Como oyó que todas iban a llevar a sus novios, Qin Xuan simplemente se trajo a Zhao Peng.
Subieron al avión y se dirigieron a Nanbi.
Al aterrizar, Qin Xuan sacó su teléfono y contactó proactivamente a las demás; las seis compañeras de dormitorio, después de muchos años desde la graduación, por fin se reunían.
Procedentes de todos los rincones del país, y algunas siendo de la zona, «Shi Nan se estableció en Nanbi después de graduarse y ha estado en contacto con Yang Zhaoer. Es Shi Nan quien viene a recogernos al aeropuerto».
Tras hacer la llamada, la otra parte dijo que estaban en el aparcamiento.
Cuando los cuatro llegaron, vieron a un joven y a una joven de pie, uno al lado del otro, frente a una autocaravana. La mujer los saludaba con la mano, mientras que el hombre parecía bastante distante, pero al menos sonreía.
—Shi Nan.
—Jaja, Qin Xuan, ¿te has vuelto más guapa? Zhou Jiayi, de entre nosotras, fuiste la primera en casarte —dijo Shi Nan. Aunque parecía varios grados menos impresionante que las otras dos, no se veía mal después de maquillarse. Su atuendo a la moda acentuaba aún más su sentido del estilo.

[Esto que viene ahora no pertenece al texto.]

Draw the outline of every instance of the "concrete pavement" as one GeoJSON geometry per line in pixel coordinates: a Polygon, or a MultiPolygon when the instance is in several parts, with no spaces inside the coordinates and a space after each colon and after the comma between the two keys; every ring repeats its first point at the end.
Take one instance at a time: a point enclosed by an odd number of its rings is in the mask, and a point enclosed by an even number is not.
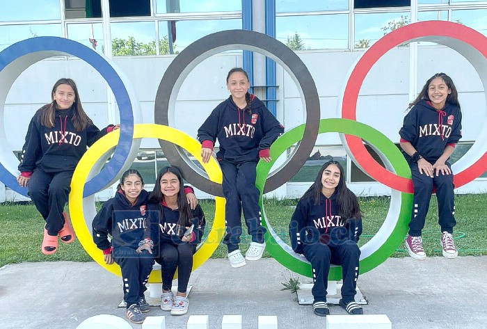
{"type": "MultiPolygon", "coordinates": [[[[364,313],[387,314],[394,329],[487,328],[486,273],[485,256],[390,258],[358,278],[369,302],[364,313]]],[[[298,276],[272,259],[237,269],[227,259],[209,259],[191,275],[188,314],[152,307],[147,315],[166,315],[167,329],[186,328],[191,314],[209,315],[211,329],[221,328],[223,314],[242,314],[246,329],[257,328],[259,315],[276,315],[280,329],[324,328],[325,318],[314,316],[310,305],[300,306],[295,294],[280,290],[290,275],[298,276]]],[[[7,265],[0,268],[0,328],[76,328],[100,314],[125,319],[125,310],[117,307],[121,284],[95,262],[7,265]]],[[[335,305],[330,312],[346,314],[335,305]]]]}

—Este es mi novio, Wu Jun.
Wu Jun asintió con una sonrisa, su mirada recorriendo el grupo y deteniéndose notablemente en Zhou Jiayi y Qin Xuan. Parecía algo sorprendido: ¡las dos mejores amigas de Shi Nan eran realmente muy guapas!

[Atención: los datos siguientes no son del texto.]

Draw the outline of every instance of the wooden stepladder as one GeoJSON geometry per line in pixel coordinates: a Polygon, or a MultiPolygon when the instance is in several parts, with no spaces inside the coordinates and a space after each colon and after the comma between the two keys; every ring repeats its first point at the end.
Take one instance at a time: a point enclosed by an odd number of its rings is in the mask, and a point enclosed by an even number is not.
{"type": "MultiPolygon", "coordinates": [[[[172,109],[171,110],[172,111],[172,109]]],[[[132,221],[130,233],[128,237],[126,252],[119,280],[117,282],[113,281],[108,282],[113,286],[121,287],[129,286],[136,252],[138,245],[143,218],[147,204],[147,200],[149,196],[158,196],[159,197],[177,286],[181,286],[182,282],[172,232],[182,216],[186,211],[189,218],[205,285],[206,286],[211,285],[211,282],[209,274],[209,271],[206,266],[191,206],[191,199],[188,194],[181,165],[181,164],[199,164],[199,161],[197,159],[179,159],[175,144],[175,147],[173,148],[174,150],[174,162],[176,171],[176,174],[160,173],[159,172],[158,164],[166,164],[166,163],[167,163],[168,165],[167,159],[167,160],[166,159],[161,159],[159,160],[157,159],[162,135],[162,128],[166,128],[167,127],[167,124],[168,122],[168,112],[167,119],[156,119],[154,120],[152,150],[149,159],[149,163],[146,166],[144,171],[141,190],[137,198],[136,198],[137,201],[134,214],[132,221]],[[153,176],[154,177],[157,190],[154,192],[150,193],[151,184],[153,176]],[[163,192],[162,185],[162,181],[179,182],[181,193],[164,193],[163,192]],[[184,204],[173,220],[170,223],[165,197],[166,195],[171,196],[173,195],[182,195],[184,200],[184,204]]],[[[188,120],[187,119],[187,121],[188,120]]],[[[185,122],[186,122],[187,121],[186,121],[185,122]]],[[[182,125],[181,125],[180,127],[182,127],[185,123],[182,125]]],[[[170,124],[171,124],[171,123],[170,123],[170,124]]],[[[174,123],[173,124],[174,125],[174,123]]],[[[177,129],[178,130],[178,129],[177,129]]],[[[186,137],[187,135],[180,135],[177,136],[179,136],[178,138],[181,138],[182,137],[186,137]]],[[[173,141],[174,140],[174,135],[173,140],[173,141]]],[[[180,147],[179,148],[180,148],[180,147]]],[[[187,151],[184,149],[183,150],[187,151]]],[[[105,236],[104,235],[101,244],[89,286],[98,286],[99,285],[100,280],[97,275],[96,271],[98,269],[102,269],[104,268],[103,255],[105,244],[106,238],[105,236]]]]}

Tal mirada no pasó desapercibida para Gu Changsheng y Zhao Peng.
Y, como es natural, no les agradó.
La preocupación del primero era, por supuesto, por Zhou Jiayi, mientras que el segundo…
«¿Adónde coño estás mirando?».
«Ni yo me atrevo a codiciar a la mujer del señor Gu, ¿qué coño te crees que eres?».
La persona ya era desagradable a primera vista, y cuando empezó a hablar, fue aún más arrogante y habló con seguridad: —Soy Wu Jun. Actualmente soy gerente de departamento en una empresa de ventas internacional. Supongo que tengo suerte: he ido ascendiendo desde la graduación. Últimamente, Shi Nan y yo hemos estado hablando incluso de comprometernos…
—Pero Yang Zhaoer y el señor Qin se nos adelantaron.
—¿Y ustedes dos? ¿Dónde trabajan ahora?
Sin esperar a que respondieran, Shi Nan dijo con orgullo: —Wu Jun es un repatriado de alto nivel que estudió en el extranjero. Cuando estaba en la universidad fuera, hizo prácticas en grandes empresas y completó varios proyectos. Al volver al país, fue valorado de inmediato. Su sueldo mensual supera ya el millón.
¿Un sueldo mensual de un millón?
Zhou Jiayi estaba bastante impresionada: —¡Eso es realmente increíble!
Lo que se dice increíble, para gente de su edad, mientras que muchos aún logran poco, este hombre sin duda estaba por delante de incontables personas.
Sin embargo, Qin Xuan no sintió gran cosa.
¿Un sueldo mensual de un millón?
Actualmente cargaba con una deuda de trescientos millones.
Con los ingresos de Wu Jun, eso son diez millones al año, cien millones en diez años. Para pagar todo el dinero, ¿no tardaría treinta años? Eso es realmente vivir toda una vida a la sombra.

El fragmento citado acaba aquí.